Proactively hunt for anomalous behavior, adversary techniques, and emerging threats using advanced detection platforms and methodologies.

• Collaborative Security Operation Support

Work alongside SOC analysts, forensic specialists, incident responders, and federal stakeholders to improve detection, response, and cyber defense operations.

• Strategic Cyber Threat Analysis

Analyze threat actor behaviors, TTPs, and indicators of compromise to inform enterprise defensive strategy and security posture.

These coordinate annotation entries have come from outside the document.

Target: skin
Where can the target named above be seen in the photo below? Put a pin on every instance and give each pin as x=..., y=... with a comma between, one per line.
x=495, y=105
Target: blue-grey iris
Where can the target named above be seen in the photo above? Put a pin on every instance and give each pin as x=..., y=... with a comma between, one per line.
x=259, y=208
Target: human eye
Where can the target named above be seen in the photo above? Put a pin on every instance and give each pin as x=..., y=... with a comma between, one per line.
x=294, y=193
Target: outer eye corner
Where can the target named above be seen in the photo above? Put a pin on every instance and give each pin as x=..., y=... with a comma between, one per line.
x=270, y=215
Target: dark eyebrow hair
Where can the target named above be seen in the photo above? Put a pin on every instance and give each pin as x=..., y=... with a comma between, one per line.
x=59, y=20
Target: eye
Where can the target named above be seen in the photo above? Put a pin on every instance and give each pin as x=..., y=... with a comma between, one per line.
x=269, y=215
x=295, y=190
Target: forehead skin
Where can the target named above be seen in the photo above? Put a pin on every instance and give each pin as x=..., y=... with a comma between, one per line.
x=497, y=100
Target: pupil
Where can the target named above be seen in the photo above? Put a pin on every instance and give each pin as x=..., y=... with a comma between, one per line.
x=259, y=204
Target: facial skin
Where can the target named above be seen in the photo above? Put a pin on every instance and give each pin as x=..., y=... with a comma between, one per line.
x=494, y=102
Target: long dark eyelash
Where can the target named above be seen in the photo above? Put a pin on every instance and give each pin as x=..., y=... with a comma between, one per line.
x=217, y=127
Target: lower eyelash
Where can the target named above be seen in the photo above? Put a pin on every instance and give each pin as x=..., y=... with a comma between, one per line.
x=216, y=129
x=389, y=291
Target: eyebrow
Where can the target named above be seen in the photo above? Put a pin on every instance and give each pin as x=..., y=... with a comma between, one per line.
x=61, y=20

• Engagement & Communication

Communicate findings, risks, and recommended mitigations to technical and non-technical stakeholders. Provide actionable intelligence that enhances mission success.

Required Certifications

The Skills We're Looking For:

Each Threat Hunting Analyst must hold and maintain at least two active certifications, including but not limited to: Security+, GCIH, ISC2 CISSP, GSE, GREM, GAWN, GCIA, GPPA, GSEC, GCED, GSLC, GSNA, GCFA, or other comparable certifications approved in advance by the Security Operations Branch PM.

Required Experience

• BA/BS or minimum three years of experience in forensics and incident response
• Minimum two years of experience with Splunk, Wireshark, or comparable tools (approval required by Security Operations Branch PM on a case‑by‑case basis)

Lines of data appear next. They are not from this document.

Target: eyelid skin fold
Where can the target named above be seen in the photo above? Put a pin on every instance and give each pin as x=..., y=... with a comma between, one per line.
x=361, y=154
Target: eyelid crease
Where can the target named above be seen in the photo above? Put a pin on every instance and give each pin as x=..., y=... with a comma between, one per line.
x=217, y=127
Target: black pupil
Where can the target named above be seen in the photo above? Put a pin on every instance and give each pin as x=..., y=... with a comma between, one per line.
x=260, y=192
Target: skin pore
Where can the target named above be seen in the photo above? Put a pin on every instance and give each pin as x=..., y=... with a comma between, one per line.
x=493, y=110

Security Clearance Requirements

• Ability to attain a Final TOP SECRET/SCI Clearance
• Must meet SCI eligibility (ICD 704) with no waivers or conditions
• Must be a sole U.S. Citizen under federal contract requirements

Core Competencies

• Advanced analytical skills to investigate complex attacks and anomalies
• Technical expertise across threat hunting, malware analysis, packet analysis, and enterprise logging
• Strong communication skills to clearly articulate findings
• Leadership and collaboration skills to work in fast-paced cyber environments
• Commitment to supporting critical federal missions and national security

Expectation Timeline

Day One

• Orientation to Aretec, mission goals, and SOC operations
• Begin access process for clearance and technical systems
• Meet team members, leadership, and federal stakeholders

Day Thirty

• Begin actively participating in threat hunts and investigations
• Understand environment topology, logging sources, and detection use cases
• Demonstrate familiarity with required tools (Splunk, Wireshark, etc.)

Day Sixty

• Take ownership of assigned hunts or analytic areas
• Contribute to strategic threat detection enhancements
• Support incident response through findings and forensics insights

Day Ninety

• Lead complex threat hunts and investigations.
• Develop new detection logic, SOPs, and process improvements.
• Mentor junior analysts and contribute to continuous SOC maturity.